The data shows 55 percent of Airbnb users in New York City are renting out their entire home or apartment without being present, which, when rented for less than 29 days, is illegal. (This calculation was gathered by Gothamist—the entire data set is only available by appointment at the company’s office.) The average host earns $5,110 from short-term rentals in the city annually. In spite of these numbers, Chris Lehane, Airbnb’s head of global policy and public affairs, told The New York Times, “The vast majority of the community is doing this in the right way. Our hope is that people will understand 99 percent of people on Airbnb in New York City are using it as an economic lifeline.”

The anonymized data release is part of the company’s efforts to increase its transparency so that “policymakers can make informed decisions about home sharing in their communities,” according to the company’s website.

Lehane’s claim comes in sharp contrast to the complaints of residents and activists in New York City, San Francisco, and other metropolitan areas who say the service is pushing out longtime residents, creating illegal hotels, and destabilizing affordable housing efforts in cities that are becoming less affordable. Organizers who have been pushing back against what they say is the Silicon Valley start-up’s role in the housing crisis aren’t impressed with the data dump.

“The tone deafness of these guys just amazes me,” Dale Carlson of ShareBetter San Francisco told TakePart.
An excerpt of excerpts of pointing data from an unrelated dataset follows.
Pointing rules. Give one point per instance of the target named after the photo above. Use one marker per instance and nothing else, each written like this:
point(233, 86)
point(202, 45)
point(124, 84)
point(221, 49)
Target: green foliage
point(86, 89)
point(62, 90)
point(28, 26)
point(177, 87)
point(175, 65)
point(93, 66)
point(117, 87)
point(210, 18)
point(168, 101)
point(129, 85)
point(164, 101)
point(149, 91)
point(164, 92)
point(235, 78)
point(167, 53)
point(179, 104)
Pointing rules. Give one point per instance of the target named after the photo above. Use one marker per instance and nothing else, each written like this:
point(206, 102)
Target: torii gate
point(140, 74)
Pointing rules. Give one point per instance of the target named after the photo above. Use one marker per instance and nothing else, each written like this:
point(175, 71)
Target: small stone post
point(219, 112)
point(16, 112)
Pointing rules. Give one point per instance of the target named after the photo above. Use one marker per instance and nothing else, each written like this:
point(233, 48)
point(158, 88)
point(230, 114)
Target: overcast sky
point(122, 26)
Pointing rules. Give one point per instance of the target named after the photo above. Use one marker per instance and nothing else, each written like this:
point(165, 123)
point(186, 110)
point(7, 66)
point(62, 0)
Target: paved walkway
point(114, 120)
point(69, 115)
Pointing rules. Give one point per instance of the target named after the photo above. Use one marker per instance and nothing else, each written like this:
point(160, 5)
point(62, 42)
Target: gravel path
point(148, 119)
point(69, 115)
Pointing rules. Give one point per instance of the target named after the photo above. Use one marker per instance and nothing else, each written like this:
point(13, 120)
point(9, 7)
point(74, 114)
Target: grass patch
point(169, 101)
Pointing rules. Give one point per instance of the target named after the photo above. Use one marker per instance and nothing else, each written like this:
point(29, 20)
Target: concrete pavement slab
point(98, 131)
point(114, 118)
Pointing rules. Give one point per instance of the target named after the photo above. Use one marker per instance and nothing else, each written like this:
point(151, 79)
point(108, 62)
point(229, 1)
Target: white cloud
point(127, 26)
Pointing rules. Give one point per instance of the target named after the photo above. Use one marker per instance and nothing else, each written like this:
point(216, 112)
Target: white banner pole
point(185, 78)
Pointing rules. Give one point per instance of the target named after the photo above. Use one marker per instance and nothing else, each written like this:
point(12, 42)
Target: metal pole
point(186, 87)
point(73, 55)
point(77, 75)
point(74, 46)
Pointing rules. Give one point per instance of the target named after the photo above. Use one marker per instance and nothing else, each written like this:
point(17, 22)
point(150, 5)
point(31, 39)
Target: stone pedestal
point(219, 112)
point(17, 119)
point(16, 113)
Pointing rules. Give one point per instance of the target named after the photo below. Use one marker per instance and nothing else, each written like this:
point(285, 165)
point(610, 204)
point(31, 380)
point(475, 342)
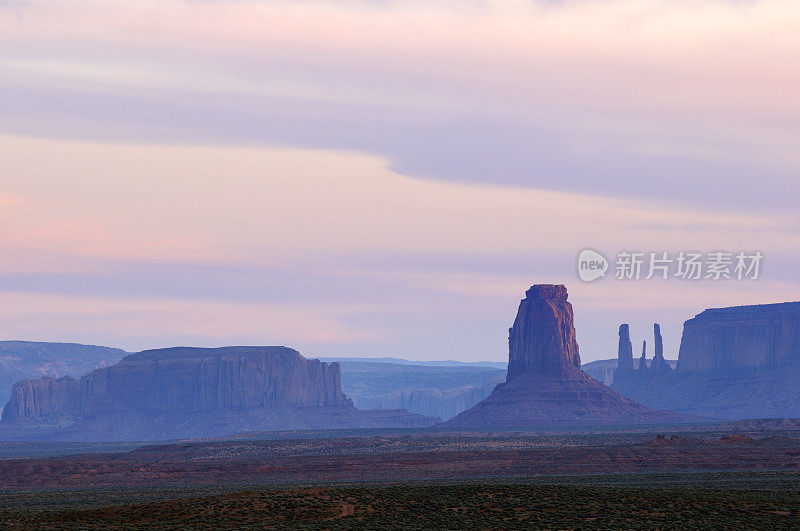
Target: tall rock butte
point(642, 369)
point(545, 386)
point(624, 352)
point(193, 392)
point(659, 365)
Carlson’s organization, which also has a New York City chapter, is a coalition of elected officials and community activists who are advocating for stricter regulations for rental companies like Airbnb.
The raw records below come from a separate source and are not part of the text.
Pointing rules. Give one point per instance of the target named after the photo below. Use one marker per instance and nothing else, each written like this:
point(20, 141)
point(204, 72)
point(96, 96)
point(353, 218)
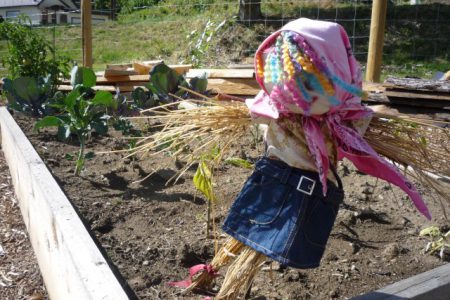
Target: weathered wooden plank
point(234, 86)
point(420, 102)
point(418, 84)
point(108, 88)
point(71, 264)
point(222, 73)
point(434, 284)
point(416, 95)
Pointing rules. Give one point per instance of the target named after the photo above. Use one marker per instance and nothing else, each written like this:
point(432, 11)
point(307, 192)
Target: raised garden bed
point(152, 232)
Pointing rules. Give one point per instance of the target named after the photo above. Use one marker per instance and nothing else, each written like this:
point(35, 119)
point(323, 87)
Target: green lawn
point(162, 33)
“They use those few people who are using Airbnb as an economic lifeline as a human shield to hide their actual business practices,” Carlson continued. “That’s not where their money comes from.”

ShareBetter was a leading voice in the battle for Proposition F, a ballot initiative that would have limited Airbnb’s reach in San Francisco. It’s not the people who use Airbnb to rent a room or part of their home that concern activists like Carlson—it’s the hosts who take an entire residential unit and convert it into a full-time unregulated hotel.

“The notion that you can take 12,000 housing accommodations and convert them to tourist residencies without impacting the cost of housing is absurd,” Carlson said. “The percentage of users that’s actually using [Airbnb] to make ends meet is very small.”

ShareBetter’s New York City chapter had similar concerns about the data, noting in a statement on Tuesday that “most of their revenue comes from illegal home rentals that take precious housing units away from regular everyday New Yorkers.”

In November, San Francisco’s Proposition F failed after Airbnb and fellow opponents spent $8 million opposing the campaign, according to The Guardian. But for Carlson and his cohort, the fight is far from over. The group is working with the city’s Board of Supervisors to push for stricter regulations on rental services, and if that fails, they plan to introduce a new ballot initiative.

“When the company gets around to going public, they’ll have to disclose data that will be signed off on by an independent auditor, and they won’t get away with these phony data dumps,” Carlson said. “I think you’re going to find out that the emperor has no clothes.”